8/11/2021- 3:15 p.m.
California – Dr. Gary Stephen Maynard a criminal justice professor in California was arrested over the weekend after federal investigators say he started a series of forest fires in a remote area of Northern California near where the massive Dixie Fire continues to burn.
He was taking into custody on Saturday and charged with intentionally setting fire to federal land for allegedly setting multiple fires in Lassen National Forest and Shasta Trinity National Forest late last month.
According to the criminal complaint, filed Sunday in the U.S. District Court in Eastern California, authorities on the morning of July 20 received reports about a wildfire on the western slope of Mt. Shasta, later designated the Cascade Fire.
An investigator arrived on the scene and found two vehicles parked about 75 yards off of an un-named dirt road, one of which allegedly belonged to Maynard.
“Upon hearing this, the man appeared agitated, and turned away from Inv. Murphy where he returned to digging and working to free the SUBJECT VEHICLE from its position,” the complaint stated. “Inv. Murphy recognized the man’s uncooperative and agitated behavior and felt it was safest to distance himself from this man.”
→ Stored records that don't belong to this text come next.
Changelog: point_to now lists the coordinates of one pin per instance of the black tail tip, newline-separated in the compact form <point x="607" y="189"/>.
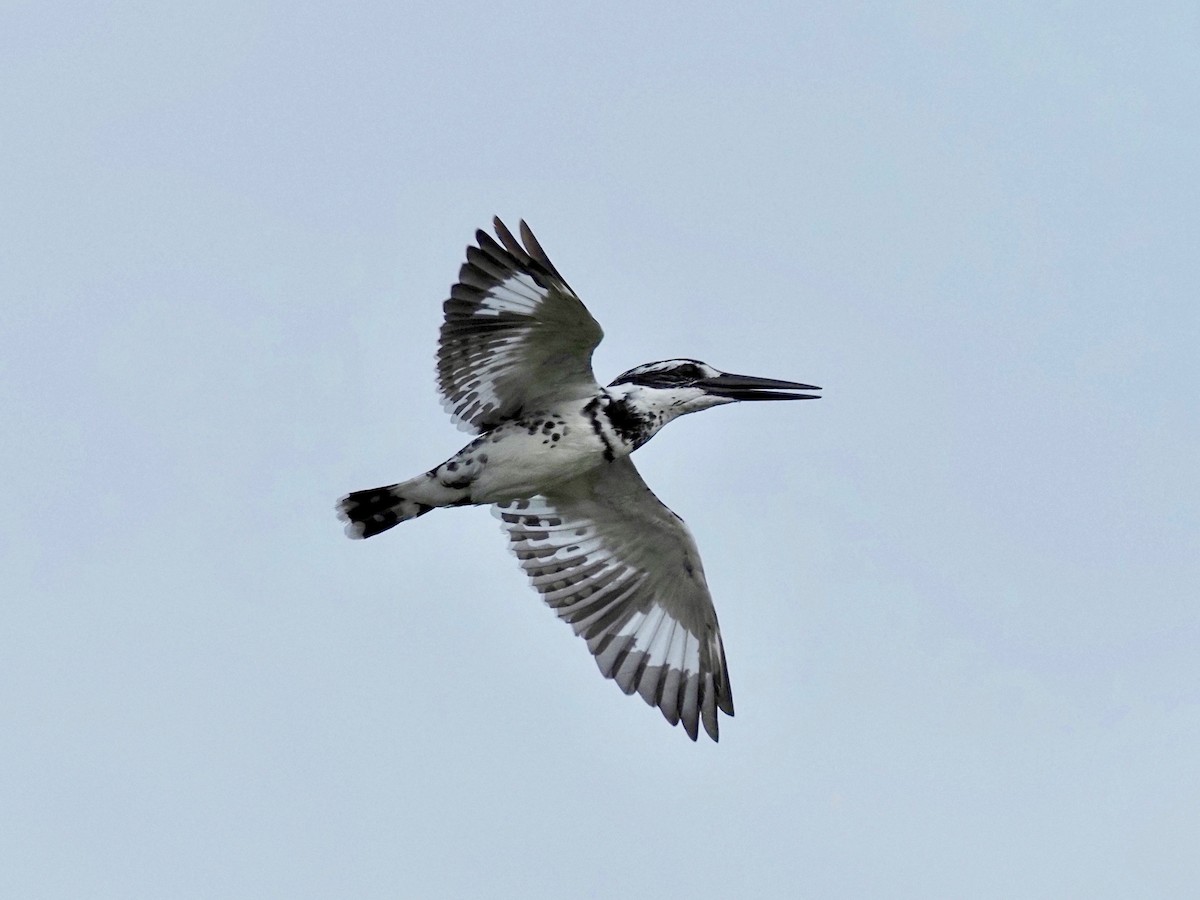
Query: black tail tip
<point x="373" y="511"/>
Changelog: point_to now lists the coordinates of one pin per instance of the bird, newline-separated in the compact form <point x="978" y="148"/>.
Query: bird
<point x="551" y="456"/>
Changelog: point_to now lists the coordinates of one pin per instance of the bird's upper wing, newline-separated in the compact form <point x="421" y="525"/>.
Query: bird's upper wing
<point x="624" y="571"/>
<point x="515" y="334"/>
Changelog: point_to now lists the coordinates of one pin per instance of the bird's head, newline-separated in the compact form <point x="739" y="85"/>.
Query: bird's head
<point x="687" y="385"/>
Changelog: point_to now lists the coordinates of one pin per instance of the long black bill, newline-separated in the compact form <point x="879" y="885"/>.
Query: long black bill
<point x="750" y="388"/>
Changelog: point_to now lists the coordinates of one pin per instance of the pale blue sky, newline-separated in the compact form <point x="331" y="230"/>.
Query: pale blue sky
<point x="959" y="594"/>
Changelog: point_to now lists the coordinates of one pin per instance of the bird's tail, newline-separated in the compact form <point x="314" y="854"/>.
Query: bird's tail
<point x="370" y="513"/>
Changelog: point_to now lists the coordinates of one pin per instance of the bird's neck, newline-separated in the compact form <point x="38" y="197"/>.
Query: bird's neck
<point x="625" y="417"/>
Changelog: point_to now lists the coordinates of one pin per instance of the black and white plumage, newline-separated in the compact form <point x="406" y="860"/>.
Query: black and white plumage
<point x="552" y="457"/>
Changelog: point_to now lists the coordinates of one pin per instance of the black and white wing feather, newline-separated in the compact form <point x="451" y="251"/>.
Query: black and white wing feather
<point x="612" y="561"/>
<point x="515" y="335"/>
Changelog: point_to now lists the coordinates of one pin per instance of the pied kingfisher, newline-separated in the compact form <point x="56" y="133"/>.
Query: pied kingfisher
<point x="552" y="457"/>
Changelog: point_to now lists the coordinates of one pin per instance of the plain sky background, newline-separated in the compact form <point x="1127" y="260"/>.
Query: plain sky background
<point x="959" y="594"/>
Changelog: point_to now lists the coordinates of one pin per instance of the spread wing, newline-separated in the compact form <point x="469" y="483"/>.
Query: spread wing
<point x="624" y="571"/>
<point x="515" y="334"/>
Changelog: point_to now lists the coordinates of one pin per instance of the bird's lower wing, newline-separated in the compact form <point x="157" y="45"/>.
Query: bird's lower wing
<point x="515" y="335"/>
<point x="612" y="561"/>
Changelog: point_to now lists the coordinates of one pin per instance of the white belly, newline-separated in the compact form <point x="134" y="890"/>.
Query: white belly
<point x="521" y="460"/>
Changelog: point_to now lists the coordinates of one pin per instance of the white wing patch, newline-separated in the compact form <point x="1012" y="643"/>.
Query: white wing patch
<point x="515" y="335"/>
<point x="623" y="571"/>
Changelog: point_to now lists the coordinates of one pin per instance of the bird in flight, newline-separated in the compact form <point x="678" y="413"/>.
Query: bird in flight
<point x="552" y="457"/>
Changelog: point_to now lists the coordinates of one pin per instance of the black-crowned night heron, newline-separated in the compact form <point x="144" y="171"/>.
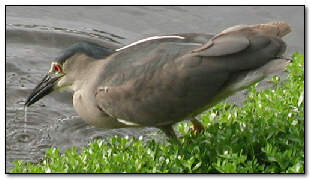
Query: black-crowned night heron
<point x="162" y="80"/>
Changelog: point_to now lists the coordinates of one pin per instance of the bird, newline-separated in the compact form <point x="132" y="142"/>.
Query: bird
<point x="162" y="80"/>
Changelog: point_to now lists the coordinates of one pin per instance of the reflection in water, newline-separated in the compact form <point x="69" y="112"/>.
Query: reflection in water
<point x="100" y="35"/>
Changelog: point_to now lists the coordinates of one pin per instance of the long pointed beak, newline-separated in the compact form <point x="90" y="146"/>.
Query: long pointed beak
<point x="45" y="87"/>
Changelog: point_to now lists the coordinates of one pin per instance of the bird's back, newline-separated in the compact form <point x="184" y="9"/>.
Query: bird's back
<point x="163" y="81"/>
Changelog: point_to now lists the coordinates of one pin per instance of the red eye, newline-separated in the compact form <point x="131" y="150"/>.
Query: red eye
<point x="57" y="68"/>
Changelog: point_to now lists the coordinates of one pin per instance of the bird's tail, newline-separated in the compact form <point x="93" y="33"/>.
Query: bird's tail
<point x="276" y="28"/>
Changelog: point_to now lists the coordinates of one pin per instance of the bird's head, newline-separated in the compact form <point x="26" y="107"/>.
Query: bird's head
<point x="66" y="68"/>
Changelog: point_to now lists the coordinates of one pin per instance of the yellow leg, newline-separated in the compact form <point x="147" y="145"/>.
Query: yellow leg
<point x="197" y="126"/>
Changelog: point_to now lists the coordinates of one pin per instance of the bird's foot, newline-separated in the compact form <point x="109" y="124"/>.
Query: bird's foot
<point x="197" y="126"/>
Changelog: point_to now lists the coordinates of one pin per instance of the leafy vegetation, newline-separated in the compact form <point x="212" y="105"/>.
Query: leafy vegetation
<point x="264" y="136"/>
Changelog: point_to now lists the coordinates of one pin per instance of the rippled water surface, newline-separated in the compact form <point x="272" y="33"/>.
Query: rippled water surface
<point x="34" y="36"/>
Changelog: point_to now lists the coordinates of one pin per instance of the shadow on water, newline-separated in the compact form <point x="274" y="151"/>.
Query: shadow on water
<point x="51" y="122"/>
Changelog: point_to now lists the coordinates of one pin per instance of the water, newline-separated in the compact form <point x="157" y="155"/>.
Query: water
<point x="34" y="36"/>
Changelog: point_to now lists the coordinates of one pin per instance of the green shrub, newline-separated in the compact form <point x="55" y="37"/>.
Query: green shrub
<point x="264" y="136"/>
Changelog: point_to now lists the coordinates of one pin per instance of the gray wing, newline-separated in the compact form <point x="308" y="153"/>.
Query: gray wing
<point x="163" y="83"/>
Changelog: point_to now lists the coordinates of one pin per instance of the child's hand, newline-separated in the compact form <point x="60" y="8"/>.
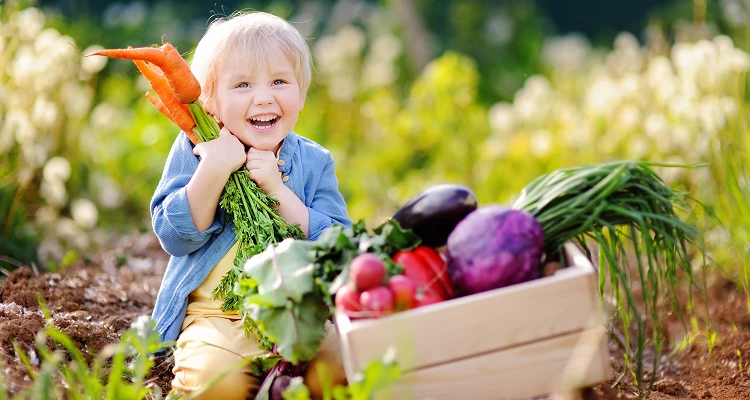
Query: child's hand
<point x="264" y="170"/>
<point x="225" y="153"/>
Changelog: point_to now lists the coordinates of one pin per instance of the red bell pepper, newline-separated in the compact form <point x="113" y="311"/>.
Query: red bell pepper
<point x="427" y="269"/>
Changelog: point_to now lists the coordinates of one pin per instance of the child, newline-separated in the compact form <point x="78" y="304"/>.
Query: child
<point x="254" y="70"/>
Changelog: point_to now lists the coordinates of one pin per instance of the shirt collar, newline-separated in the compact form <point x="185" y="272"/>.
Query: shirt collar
<point x="286" y="151"/>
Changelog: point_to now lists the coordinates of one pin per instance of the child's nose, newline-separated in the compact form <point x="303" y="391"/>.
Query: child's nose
<point x="263" y="97"/>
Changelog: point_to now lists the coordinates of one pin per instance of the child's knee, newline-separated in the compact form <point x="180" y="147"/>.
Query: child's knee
<point x="214" y="373"/>
<point x="327" y="367"/>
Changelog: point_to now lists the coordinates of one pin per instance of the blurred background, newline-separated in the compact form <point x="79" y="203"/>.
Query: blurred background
<point x="406" y="94"/>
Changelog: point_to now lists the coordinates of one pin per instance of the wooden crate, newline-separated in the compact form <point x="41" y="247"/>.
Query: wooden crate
<point x="516" y="342"/>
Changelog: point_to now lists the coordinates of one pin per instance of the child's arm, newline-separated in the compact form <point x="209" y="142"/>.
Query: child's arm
<point x="328" y="205"/>
<point x="219" y="158"/>
<point x="170" y="211"/>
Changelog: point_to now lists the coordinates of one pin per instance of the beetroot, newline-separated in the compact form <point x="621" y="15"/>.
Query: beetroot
<point x="493" y="247"/>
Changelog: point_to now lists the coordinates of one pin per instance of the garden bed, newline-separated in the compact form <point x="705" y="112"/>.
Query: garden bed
<point x="95" y="302"/>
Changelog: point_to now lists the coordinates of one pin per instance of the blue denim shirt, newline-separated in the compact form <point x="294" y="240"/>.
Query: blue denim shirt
<point x="312" y="178"/>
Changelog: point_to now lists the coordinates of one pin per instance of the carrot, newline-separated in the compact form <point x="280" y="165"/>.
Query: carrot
<point x="178" y="111"/>
<point x="187" y="128"/>
<point x="180" y="78"/>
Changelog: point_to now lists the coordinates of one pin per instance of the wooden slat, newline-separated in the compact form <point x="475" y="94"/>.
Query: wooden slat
<point x="489" y="321"/>
<point x="520" y="372"/>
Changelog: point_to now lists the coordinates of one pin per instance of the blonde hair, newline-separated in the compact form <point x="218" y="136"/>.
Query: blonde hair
<point x="248" y="35"/>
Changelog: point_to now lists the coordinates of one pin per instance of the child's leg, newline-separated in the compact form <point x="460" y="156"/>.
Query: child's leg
<point x="326" y="365"/>
<point x="197" y="363"/>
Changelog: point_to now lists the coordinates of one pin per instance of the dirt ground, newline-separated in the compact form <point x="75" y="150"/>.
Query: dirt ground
<point x="95" y="301"/>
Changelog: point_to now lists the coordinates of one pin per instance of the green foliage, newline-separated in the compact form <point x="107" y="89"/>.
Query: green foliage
<point x="118" y="372"/>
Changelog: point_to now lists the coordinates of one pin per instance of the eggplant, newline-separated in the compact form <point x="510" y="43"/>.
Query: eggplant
<point x="433" y="213"/>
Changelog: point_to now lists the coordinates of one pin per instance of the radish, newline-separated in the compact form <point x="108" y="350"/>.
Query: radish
<point x="378" y="301"/>
<point x="348" y="300"/>
<point x="425" y="298"/>
<point x="403" y="290"/>
<point x="367" y="271"/>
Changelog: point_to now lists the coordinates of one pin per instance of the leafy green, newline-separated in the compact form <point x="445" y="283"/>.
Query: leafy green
<point x="614" y="203"/>
<point x="287" y="290"/>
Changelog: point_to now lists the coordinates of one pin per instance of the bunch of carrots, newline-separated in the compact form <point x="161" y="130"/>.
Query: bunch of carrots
<point x="257" y="222"/>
The other car was parked approximately 100 feet away, and the occupant, referred to as Witness 1, said he had been there since the previous day and observed and interacted with Maynard on the day of the fire. He told investigators that Maynard had arrived several hours before the fire started and seemed “very angry” after his car got stuck.
Investigators began looking into Maynard, and earlier this month obtained a warrant to track his vehicle that prosecutors say linked him to at least seven fires in the area and greatly increased the danger to the over 5,000 personnel already deployed to contain the ongoing Dixie Fire.
“Maynard’s fires were placed in the perfect position to increase the risk of firefighters being trapped between fires. But for the dedication and efforts of U.S. Forest Service investigators working around the clock to track Maynard, those fires would not have been discovered in their infancy. With Maynard’s growing fires at their backs, firefighters would have been placed at much greater risk.”
U.S. Attorney Michael Anderson on Tuesday reiterated that sentiment during a bond hearing on Tuesday.